For a 1031 Exchange, all properties must be considered investment properties for tax purposes, which means that an owner’s residence won’t qualify. “Like-kind” does not require that for investors to defer the capital gains from the sale of a property by repurchasing another property (replacement property), both properties must be similar to each other by its type. “Like kind” only means that both properties simply need to be held as an investment. Selling an apartment building and then purchasing an office building would usually qualify for a 1031 exchange, assuming the other conditions are met.
One of the most important elements of deferring all gains through a 1031 exchange is that the replacement property costs at least as much as the original property. Buying costs can be factored into the total price of the replacement property. While not meeting this condition will prevent investors from deferring all of their gains from the sale of the first property, they are still completely free to do a partial 1031 exchange if the replacement property is purchased at a lower sale price than the original property. In this case the extra amount of cash that the investor keeps from the sale of his property and that stays not reinvested (boot) is taxable.
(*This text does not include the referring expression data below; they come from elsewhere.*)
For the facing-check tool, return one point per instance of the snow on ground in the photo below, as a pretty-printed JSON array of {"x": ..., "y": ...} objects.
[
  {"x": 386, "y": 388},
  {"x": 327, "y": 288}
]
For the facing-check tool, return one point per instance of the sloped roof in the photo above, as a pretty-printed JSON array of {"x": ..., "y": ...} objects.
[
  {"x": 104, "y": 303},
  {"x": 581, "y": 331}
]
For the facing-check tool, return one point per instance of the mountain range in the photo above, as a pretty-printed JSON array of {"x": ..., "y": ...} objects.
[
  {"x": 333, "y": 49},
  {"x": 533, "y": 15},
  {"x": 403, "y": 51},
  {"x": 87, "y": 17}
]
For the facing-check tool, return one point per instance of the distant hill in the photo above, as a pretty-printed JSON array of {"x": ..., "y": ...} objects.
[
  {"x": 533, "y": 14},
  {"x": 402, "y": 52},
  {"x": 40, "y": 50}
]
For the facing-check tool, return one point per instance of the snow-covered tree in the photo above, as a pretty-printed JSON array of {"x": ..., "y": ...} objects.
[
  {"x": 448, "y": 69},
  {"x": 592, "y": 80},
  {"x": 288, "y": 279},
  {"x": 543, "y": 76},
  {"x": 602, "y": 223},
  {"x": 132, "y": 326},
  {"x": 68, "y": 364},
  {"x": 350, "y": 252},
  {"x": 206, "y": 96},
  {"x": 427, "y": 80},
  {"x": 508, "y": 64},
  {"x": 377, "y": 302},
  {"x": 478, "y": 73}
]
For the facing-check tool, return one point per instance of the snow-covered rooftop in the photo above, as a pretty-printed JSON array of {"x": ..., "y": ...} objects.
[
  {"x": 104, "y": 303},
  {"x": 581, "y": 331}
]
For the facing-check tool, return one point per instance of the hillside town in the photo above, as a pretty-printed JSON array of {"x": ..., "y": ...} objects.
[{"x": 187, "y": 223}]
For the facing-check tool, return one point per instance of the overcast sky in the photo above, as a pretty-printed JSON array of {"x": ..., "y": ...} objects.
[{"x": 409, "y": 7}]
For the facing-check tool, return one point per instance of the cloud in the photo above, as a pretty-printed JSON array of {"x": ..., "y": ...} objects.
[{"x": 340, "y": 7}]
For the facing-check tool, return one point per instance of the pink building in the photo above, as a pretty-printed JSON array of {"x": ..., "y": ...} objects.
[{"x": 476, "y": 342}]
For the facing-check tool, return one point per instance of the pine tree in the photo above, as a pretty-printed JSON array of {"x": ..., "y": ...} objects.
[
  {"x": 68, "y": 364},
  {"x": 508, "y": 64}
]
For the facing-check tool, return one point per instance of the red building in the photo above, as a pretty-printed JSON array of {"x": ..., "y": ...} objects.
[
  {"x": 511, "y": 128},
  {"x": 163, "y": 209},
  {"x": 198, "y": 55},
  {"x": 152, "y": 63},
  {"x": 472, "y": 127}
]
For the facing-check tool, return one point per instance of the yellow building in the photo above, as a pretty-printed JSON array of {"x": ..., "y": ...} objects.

Also, the IRS requires that the replacement property be identified within 45 days from the sale of the first property, and acquired within 180 days. Investors who continue to defer paying taxes on gains by rolling them into a like-kind property can repeat this cycle ad-nauseum and continue to acquire more real estate value. While a 1031 Exchange shields an investor from immediately paying taxes on the gains from the sale of a property, they must still file IRC form 8824 to establish that the taxes were deferred for the exchange of like-kind properties.